Non è un caso infatti che negli ultimi anni Teheran abbia minacciato di bloccarlo, minaccia che si è ulteriormente aggravata a causa del conflitto in Yemen nel quale le relazioni tra Iran e Arabia Saudita sono particolarmente tese.
È una situazione che da un punto di vista strategico viene definita di assedio e di contro-assedio, poiché da un lato l’Arabia Saudita e i suoi alleati danneggiano l’Iran in Yemen, mentre Teheran cerca di reagire penalizzando gli interessi di questi paesi proprio nello stretto di Hormuz.

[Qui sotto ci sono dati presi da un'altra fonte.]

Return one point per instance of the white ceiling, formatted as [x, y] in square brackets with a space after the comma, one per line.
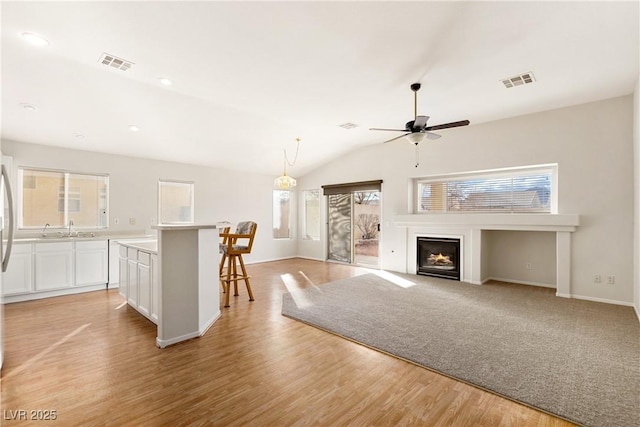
[250, 77]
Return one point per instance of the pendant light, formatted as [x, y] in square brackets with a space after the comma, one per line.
[285, 182]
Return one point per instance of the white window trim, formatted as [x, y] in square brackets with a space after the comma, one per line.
[66, 174]
[552, 168]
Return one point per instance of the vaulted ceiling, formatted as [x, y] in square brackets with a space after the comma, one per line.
[248, 78]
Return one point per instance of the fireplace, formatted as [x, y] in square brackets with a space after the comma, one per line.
[439, 257]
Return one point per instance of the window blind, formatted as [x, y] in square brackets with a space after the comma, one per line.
[516, 191]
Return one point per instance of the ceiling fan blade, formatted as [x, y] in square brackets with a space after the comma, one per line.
[397, 137]
[420, 122]
[448, 125]
[393, 130]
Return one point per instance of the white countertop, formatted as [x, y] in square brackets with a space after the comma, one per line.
[183, 226]
[150, 246]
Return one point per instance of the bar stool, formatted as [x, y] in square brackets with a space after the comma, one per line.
[233, 246]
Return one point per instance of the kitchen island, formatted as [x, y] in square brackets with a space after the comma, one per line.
[189, 296]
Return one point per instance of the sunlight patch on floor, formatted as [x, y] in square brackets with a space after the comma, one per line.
[396, 280]
[295, 290]
[46, 351]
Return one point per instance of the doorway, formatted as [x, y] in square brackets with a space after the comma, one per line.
[354, 227]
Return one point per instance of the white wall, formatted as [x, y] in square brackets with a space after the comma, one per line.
[538, 249]
[219, 194]
[636, 169]
[593, 146]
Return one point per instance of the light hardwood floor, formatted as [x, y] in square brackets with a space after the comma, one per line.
[93, 360]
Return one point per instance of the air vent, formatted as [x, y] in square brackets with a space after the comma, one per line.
[115, 62]
[519, 80]
[348, 125]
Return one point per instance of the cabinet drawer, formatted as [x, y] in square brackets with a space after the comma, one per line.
[144, 258]
[91, 245]
[54, 247]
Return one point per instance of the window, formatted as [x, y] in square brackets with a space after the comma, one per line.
[57, 197]
[312, 214]
[527, 189]
[282, 214]
[175, 202]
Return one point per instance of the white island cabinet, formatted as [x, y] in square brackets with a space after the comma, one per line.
[139, 277]
[188, 283]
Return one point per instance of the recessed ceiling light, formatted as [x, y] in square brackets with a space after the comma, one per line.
[35, 39]
[348, 125]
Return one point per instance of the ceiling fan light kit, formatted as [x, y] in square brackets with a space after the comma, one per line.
[417, 130]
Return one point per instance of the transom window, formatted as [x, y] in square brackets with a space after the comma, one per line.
[58, 197]
[524, 189]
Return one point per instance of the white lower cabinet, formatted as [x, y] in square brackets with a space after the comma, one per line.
[43, 269]
[155, 291]
[54, 266]
[18, 279]
[91, 262]
[139, 281]
[123, 273]
[132, 291]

Per quanto riguarda invece lo Stretto di Malacca, che unisce l’Oceano Indiano con il Pacifico, è utile ricordare che attraverso questo stretto passa il 50% del traffico marittimo mondiale. Proprio per questa ragione non deve sorprendere che qualunque azione posta in essere dalla Cina in questo contesto sia letta con timore da paesi come il Giappone e come le Filippine, ma soprattutto dagli Stati Uniti, che hanno rivolto la loro proiezione di potenza negli ultimi anni all’Indo-Pacifico. A tale proposito sia Cina che Stati Uniti hanno ormai da tempo fortissime tensioni proprio perché intendono controllare il Mar Cinese meridionale.
Ecco dunque come ancora una volta la strategia di assedio e contro-assedio serio giochi un ruolo fondamentale allo scopo di controllare gli snodi strategici per esercitare pressioni sull’avversario, sia per indebolirlo sia per consolidare o ampliare la propria posizione egemonica.

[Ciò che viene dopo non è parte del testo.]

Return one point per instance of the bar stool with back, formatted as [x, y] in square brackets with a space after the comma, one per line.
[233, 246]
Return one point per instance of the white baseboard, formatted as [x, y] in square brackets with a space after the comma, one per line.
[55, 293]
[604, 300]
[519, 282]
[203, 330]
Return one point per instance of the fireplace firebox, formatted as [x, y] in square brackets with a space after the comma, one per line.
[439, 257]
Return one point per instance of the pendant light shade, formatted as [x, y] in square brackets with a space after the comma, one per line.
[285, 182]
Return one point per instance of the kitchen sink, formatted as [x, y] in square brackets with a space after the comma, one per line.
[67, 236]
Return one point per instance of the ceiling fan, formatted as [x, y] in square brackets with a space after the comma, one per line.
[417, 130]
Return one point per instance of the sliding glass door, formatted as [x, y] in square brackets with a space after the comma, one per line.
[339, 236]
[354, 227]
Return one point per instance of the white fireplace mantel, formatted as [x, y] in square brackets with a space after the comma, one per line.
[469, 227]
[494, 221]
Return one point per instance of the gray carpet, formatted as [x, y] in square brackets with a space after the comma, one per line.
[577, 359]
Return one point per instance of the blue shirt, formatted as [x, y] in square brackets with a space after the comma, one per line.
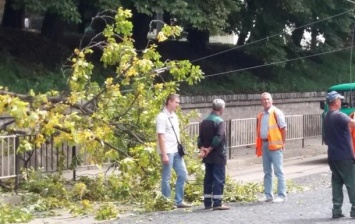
[337, 136]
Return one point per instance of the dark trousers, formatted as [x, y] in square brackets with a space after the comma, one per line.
[343, 173]
[213, 186]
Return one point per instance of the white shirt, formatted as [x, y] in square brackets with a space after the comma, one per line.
[165, 127]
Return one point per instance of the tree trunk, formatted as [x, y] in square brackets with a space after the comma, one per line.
[12, 18]
[81, 9]
[141, 28]
[314, 35]
[241, 39]
[198, 39]
[53, 27]
[297, 36]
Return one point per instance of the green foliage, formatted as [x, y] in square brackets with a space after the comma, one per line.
[11, 214]
[106, 211]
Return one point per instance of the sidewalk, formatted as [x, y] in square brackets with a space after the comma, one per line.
[306, 166]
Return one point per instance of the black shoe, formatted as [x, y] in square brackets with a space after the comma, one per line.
[183, 205]
[337, 216]
[222, 207]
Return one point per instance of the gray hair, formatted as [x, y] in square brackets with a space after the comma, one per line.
[266, 94]
[171, 97]
[218, 104]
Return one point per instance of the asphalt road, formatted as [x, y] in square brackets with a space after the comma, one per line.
[305, 166]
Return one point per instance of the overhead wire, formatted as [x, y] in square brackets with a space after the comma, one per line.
[274, 35]
[278, 62]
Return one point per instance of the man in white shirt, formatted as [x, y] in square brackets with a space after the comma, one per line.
[168, 134]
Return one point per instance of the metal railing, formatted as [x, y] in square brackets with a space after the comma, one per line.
[242, 132]
[8, 164]
[49, 157]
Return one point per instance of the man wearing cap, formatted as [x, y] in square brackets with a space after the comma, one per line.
[212, 145]
[340, 154]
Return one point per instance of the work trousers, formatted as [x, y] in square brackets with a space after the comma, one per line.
[213, 185]
[343, 173]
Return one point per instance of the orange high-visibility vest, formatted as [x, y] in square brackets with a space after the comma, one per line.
[274, 134]
[352, 132]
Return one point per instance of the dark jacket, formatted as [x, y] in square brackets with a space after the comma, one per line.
[212, 133]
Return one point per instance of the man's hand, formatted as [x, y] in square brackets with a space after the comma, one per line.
[165, 158]
[204, 152]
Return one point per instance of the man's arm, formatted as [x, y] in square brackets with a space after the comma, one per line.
[283, 135]
[161, 142]
[351, 123]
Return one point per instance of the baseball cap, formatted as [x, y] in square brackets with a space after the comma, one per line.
[333, 95]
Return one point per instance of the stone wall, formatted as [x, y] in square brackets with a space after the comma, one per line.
[248, 105]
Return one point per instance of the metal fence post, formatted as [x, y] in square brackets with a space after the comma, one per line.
[304, 129]
[229, 137]
[17, 169]
[74, 165]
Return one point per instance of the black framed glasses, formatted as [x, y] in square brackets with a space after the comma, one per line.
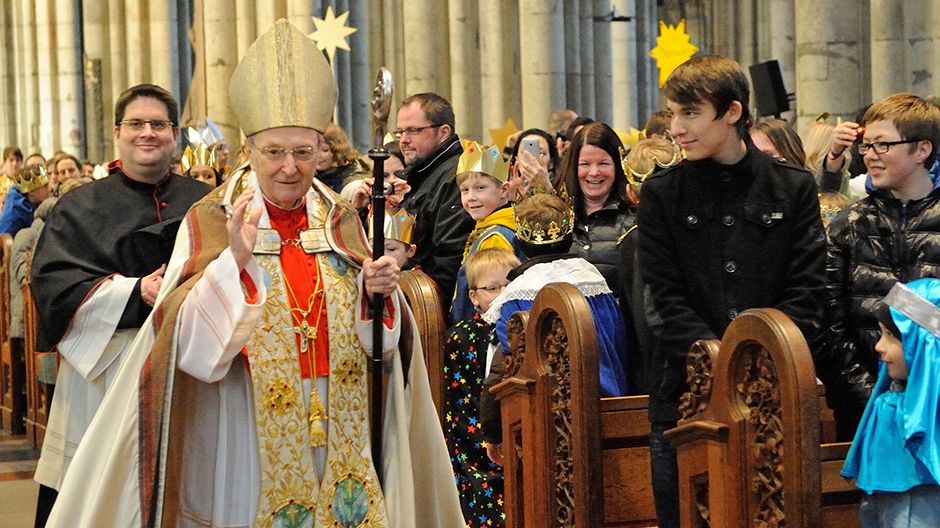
[882, 147]
[137, 125]
[412, 131]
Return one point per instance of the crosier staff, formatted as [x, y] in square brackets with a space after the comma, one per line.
[381, 105]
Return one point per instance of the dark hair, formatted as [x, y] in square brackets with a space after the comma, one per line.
[12, 151]
[437, 109]
[599, 135]
[578, 121]
[147, 90]
[713, 78]
[552, 148]
[784, 139]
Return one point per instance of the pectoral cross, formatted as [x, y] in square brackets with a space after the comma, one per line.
[307, 333]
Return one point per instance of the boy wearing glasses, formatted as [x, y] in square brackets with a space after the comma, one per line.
[891, 235]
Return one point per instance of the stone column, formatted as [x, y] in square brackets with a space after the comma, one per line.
[47, 69]
[623, 61]
[464, 29]
[97, 78]
[830, 74]
[137, 33]
[541, 60]
[494, 61]
[164, 64]
[427, 65]
[68, 78]
[221, 59]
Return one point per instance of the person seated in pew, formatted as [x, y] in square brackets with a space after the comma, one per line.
[895, 457]
[544, 224]
[479, 480]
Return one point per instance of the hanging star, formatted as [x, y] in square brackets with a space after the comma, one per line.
[331, 32]
[673, 47]
[500, 134]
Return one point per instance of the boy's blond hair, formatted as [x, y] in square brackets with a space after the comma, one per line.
[913, 116]
[486, 259]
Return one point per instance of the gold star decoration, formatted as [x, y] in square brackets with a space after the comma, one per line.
[500, 134]
[331, 32]
[673, 47]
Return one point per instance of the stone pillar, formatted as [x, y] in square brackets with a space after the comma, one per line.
[830, 76]
[464, 29]
[47, 69]
[427, 65]
[136, 32]
[888, 46]
[623, 61]
[494, 62]
[164, 65]
[221, 59]
[99, 103]
[68, 80]
[541, 60]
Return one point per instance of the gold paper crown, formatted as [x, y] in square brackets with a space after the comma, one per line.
[283, 80]
[200, 156]
[398, 225]
[636, 178]
[31, 178]
[538, 234]
[481, 158]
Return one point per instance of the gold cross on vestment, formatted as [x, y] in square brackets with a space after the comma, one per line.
[307, 333]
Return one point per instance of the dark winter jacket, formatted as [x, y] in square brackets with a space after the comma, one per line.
[715, 240]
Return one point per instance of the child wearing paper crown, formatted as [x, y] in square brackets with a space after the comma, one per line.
[895, 457]
[399, 225]
[482, 176]
[479, 481]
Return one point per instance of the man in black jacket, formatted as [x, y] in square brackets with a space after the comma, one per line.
[728, 229]
[891, 235]
[429, 143]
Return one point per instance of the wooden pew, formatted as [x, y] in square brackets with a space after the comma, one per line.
[424, 298]
[573, 459]
[12, 368]
[38, 395]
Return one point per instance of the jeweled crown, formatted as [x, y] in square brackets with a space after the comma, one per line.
[28, 179]
[484, 159]
[536, 233]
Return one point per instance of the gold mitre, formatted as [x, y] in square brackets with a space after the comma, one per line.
[399, 225]
[283, 80]
[482, 158]
[536, 233]
[201, 155]
[31, 178]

Un altro esempio altrettanto significativo è quello relativo all’annessione della Crimea da parte della Russia: questa postura offensiva da un lato ha determinato l’embargo e le sanzioni economiche da parte dell’Ue e dall’altro lato ha indotto la Nato a rafforzare il proprio posizionamento militare attraverso un vero e proprio accerchiamento a scopo di deterrenza proprio sulle frontiere russe, determinando da parte del Cremlino una reazione di contro-assedio ad esempio in Siria. Ebbene, le continue pressioni esercitate da parte della Nato sui confini russi stanno infatti inducendo la Russia ad attuare azioni di contro-assedio come quelle in Libia.

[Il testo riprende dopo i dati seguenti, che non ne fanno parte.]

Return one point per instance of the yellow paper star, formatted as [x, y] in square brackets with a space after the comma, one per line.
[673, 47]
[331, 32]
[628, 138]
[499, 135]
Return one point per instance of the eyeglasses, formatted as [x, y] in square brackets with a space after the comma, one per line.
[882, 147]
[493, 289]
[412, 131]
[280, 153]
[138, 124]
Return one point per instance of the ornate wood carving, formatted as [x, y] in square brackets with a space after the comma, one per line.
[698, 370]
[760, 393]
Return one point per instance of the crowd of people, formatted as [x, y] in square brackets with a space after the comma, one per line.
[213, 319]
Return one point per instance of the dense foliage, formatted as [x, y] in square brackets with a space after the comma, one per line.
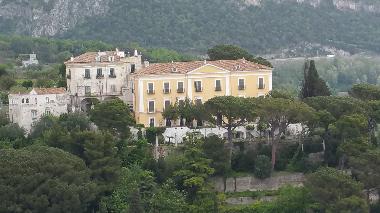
[195, 26]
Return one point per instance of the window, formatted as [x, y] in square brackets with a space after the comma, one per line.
[167, 104]
[218, 86]
[99, 73]
[87, 73]
[198, 86]
[34, 114]
[198, 101]
[87, 90]
[112, 73]
[241, 84]
[113, 88]
[166, 87]
[150, 88]
[151, 122]
[261, 83]
[151, 106]
[180, 87]
[133, 68]
[181, 103]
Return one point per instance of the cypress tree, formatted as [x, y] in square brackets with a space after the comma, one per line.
[313, 85]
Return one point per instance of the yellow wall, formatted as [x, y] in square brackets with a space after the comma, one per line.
[207, 75]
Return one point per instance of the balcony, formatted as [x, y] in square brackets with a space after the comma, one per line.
[262, 86]
[241, 87]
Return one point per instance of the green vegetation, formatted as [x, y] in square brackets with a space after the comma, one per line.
[195, 26]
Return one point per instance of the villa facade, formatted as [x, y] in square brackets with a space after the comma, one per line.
[159, 85]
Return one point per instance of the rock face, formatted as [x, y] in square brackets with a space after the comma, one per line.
[344, 5]
[49, 17]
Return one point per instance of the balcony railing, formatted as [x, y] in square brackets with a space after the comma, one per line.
[166, 91]
[198, 89]
[262, 86]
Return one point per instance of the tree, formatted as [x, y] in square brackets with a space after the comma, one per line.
[365, 167]
[98, 151]
[43, 179]
[313, 85]
[229, 112]
[27, 84]
[193, 172]
[263, 167]
[213, 148]
[6, 82]
[3, 69]
[231, 52]
[279, 113]
[77, 120]
[171, 112]
[335, 191]
[365, 92]
[113, 116]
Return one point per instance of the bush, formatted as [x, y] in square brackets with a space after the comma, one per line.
[263, 167]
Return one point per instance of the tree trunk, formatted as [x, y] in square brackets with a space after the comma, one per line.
[274, 148]
[230, 145]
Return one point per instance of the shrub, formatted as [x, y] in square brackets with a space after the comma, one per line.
[263, 167]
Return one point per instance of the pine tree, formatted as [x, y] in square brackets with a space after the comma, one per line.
[313, 85]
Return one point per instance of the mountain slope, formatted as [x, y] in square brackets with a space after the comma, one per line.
[262, 26]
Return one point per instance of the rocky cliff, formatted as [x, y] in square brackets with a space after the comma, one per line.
[49, 17]
[343, 5]
[261, 26]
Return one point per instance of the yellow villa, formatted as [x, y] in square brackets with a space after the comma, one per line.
[162, 84]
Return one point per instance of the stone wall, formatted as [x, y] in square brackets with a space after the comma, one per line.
[250, 183]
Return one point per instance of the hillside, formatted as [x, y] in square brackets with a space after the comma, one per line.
[293, 27]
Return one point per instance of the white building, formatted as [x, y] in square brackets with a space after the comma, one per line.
[101, 75]
[31, 61]
[27, 109]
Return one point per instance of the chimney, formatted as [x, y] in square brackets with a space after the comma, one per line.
[146, 64]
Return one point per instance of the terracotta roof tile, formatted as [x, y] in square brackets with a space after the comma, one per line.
[91, 57]
[185, 67]
[45, 91]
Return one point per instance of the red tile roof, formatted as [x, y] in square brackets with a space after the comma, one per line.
[91, 57]
[186, 67]
[45, 91]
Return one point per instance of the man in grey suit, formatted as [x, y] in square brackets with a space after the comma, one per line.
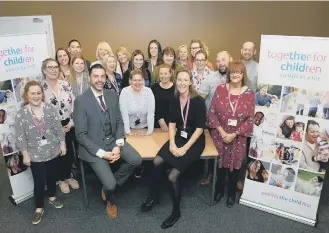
[100, 132]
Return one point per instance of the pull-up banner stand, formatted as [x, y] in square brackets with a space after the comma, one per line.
[21, 55]
[289, 149]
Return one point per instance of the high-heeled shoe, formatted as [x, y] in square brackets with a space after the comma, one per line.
[171, 220]
[230, 202]
[148, 203]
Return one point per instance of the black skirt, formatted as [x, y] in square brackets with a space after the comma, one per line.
[183, 162]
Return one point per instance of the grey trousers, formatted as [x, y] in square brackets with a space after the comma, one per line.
[131, 160]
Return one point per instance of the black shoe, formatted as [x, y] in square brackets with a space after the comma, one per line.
[218, 197]
[148, 204]
[171, 220]
[139, 171]
[230, 202]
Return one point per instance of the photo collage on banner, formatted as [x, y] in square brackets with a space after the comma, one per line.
[20, 62]
[290, 144]
[289, 149]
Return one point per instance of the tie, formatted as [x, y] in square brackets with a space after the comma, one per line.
[102, 102]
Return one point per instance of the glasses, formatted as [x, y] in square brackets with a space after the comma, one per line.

In ultima analisi, al di là dei cambiamenti di leadership politica – come quello recentemente avvenuto negli Stati Uniti – esistono direttrici poste in essere nel campo della politica estera da parte degli Stati che sono in gran parte delle invarianti o costanti che molto difficilmente possono essere modificate, se non a danno di chi compie queste modifiche e a beneficio dei propri avversari. Se ad esempio la postura offensiva attuata da Trump e dal segretario di Stato Mike Pompeo nell’Indo-Pacifico dovesse venire meno – cosa che riteniamo assai improbabile – ciò non farebbe altro che avvantaggiare non solo la proiezione di potenza cinese nell’Indo-Pacifico, ma finirebbe per consolidare la Nuova Via della seta cinese.